1. Player 1 picks a point on the map x1,y1
2. Player 2 picks a point on the map x2,y2 and a condition 'player 1's point will be in the triangle formed by x1,y1 x2,y2 and x3,y3'
3. Player 1 picks a point on the map x3,y3 for which at least one his points falls inside the triangle

The condition in step 2 may also be 'player 1's point will not be in the triangle formed by x1,y1 x2,y2 and x3,y3'.

Player 2 will try to pick a point and a condition such that he can confirm that Player 1's point is not one of his K points.

The players may have to play this triangle game many rounds in order to verify a point.

This problem is based on the DARPA Network Challenge

N items=10 red balloons
map=the continental United States
prize=$40,000 
distance error of E < 1.0 mile

Answer 1

I think part of the problem you are having finding a solution is that you are using the wrong name for this concept. While it is indeed closely related to the idea of a zero knowledge proof, this type of protocol, accepting input from multiple parties, is known as either Secure Function Evaluation or Secure Multi-Party Computation.

Let's first simplify the game and assume it is played on a lattice, so that the points are discrete. It seems to me that you simply wish to compute $|J \cup K|$. Trivially, this is equal to $|J \cup K| = |J| + |K| - |J \cap K|$. Now, I assume you do not mind each party learning the number of locations the other party holds. In this case, $|J|$ and $|K|$ are public. In this case all that is required to determine $|J \cup K|$ is $|J \cap K|$. Now, if we think of the inputs of Player 1 (henceforth Alice) and Player 2 (henceforth Bob) as being a vector of length equal to the total number of locations possible, with zeros everywhere except for the location that player holds (which is set to 1). In this case $|J \cap K|$ is simply the inner product of their two vectors. Fortunately there are SFE protocols for exactly this inner product computation (see here for example). So Alice and Bob simply calculate $|J \cup K|$.
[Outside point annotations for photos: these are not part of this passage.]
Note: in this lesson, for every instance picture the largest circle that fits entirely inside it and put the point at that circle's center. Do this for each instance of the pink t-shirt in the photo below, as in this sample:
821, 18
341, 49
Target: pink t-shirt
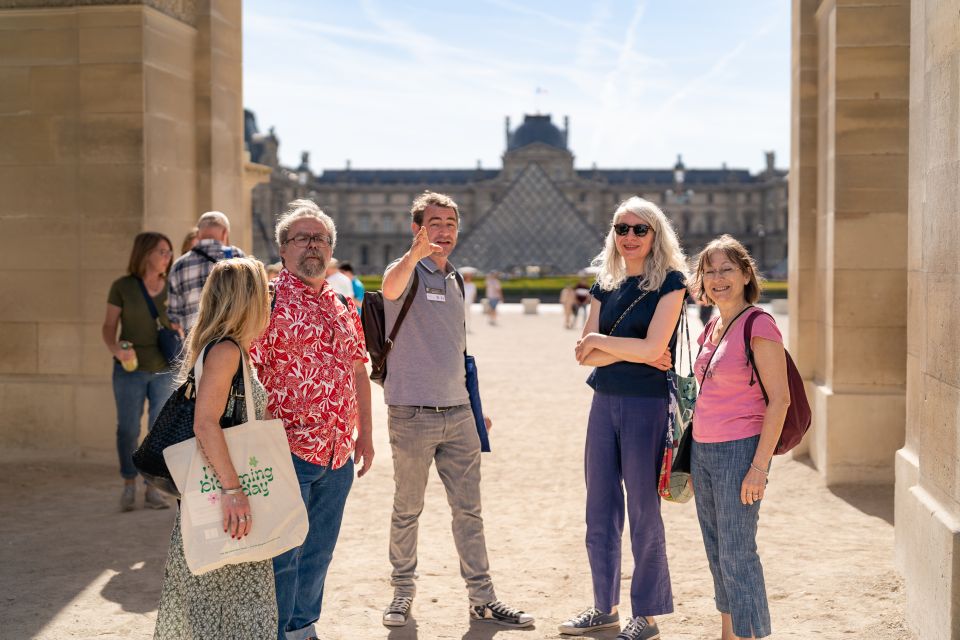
728, 408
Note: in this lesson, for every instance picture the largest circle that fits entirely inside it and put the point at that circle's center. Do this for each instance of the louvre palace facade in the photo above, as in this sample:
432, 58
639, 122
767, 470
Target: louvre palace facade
538, 210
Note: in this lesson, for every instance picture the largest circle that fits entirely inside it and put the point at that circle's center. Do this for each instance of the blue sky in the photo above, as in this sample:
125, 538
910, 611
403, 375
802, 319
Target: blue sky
424, 84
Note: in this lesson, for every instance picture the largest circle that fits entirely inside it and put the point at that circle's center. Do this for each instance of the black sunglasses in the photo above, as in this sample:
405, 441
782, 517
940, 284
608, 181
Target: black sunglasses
639, 230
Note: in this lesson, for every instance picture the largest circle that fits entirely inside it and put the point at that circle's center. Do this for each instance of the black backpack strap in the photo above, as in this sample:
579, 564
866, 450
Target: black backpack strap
201, 252
748, 348
146, 296
407, 301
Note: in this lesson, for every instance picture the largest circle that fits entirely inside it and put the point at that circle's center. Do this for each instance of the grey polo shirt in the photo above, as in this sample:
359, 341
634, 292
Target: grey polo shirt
425, 367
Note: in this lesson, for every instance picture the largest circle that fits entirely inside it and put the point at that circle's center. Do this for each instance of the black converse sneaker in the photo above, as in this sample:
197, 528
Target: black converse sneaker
499, 613
639, 629
590, 620
398, 613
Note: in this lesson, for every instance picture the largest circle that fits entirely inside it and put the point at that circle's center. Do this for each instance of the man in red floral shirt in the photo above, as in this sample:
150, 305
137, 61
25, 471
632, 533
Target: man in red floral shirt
311, 360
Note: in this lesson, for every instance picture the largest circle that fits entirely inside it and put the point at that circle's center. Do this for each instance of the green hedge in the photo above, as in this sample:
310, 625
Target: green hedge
548, 289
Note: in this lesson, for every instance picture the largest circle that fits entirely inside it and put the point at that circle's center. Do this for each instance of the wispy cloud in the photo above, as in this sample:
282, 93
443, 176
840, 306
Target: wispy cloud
373, 80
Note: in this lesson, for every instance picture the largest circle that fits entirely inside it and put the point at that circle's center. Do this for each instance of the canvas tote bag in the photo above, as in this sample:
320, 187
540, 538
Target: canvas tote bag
261, 456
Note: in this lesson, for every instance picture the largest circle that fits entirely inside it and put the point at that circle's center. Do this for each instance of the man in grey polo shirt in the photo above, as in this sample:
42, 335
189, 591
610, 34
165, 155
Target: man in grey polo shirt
430, 420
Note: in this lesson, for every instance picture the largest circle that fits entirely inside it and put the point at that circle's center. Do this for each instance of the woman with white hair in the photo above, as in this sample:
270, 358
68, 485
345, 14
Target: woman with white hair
629, 338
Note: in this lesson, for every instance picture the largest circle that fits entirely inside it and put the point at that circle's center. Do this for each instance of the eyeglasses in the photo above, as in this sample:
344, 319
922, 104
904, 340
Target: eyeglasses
304, 241
639, 230
725, 272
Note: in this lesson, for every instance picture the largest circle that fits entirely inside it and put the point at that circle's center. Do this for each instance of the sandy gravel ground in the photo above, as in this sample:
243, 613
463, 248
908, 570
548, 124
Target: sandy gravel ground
73, 566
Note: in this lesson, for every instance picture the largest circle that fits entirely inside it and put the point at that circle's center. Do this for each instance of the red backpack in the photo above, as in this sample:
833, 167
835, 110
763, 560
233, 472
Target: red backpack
798, 414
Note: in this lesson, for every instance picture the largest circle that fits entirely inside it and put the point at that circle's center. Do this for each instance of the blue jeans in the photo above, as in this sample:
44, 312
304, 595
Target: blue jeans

Now, what about the case you give, where the locations are not discrete, but are rather parameterised by a pair of real numbers which have some range associated with them? In this case it is not sufficient to determine whether two points exactly coincide, but we need to also determine which points are close enough to one another to overlap in the area covered. This can be done fairly easily: The first step is to discretize the set of possible locations, hence imposing some fixed resolution on the problem (in practice you only need the range covered by each location to extend a few pixels in each direction). Once you have done this, the protocol would proceed as follows: Bob prepares a register equal in size to the total number of possible discretized locations. Everywhere is zero, unless that location is within distance $D=2E$ of one of his locations in which case it is set to 1. Alice prepares her vector as before, with a 1 at only her discretized locations. Then Alice and Bob run the secure dot product protocol. The number returned by this is simply the number of locations held by Alice such that the area covered by that point overlaps with the area covered by some location held by Bob. (Adjusting the $D$ parameter can be done to set some minimum overlap if desired). In this way, Alice and Bob can count the number of points where the overlap exceeds some threshold, and the total number of distinct locations they would hold between them.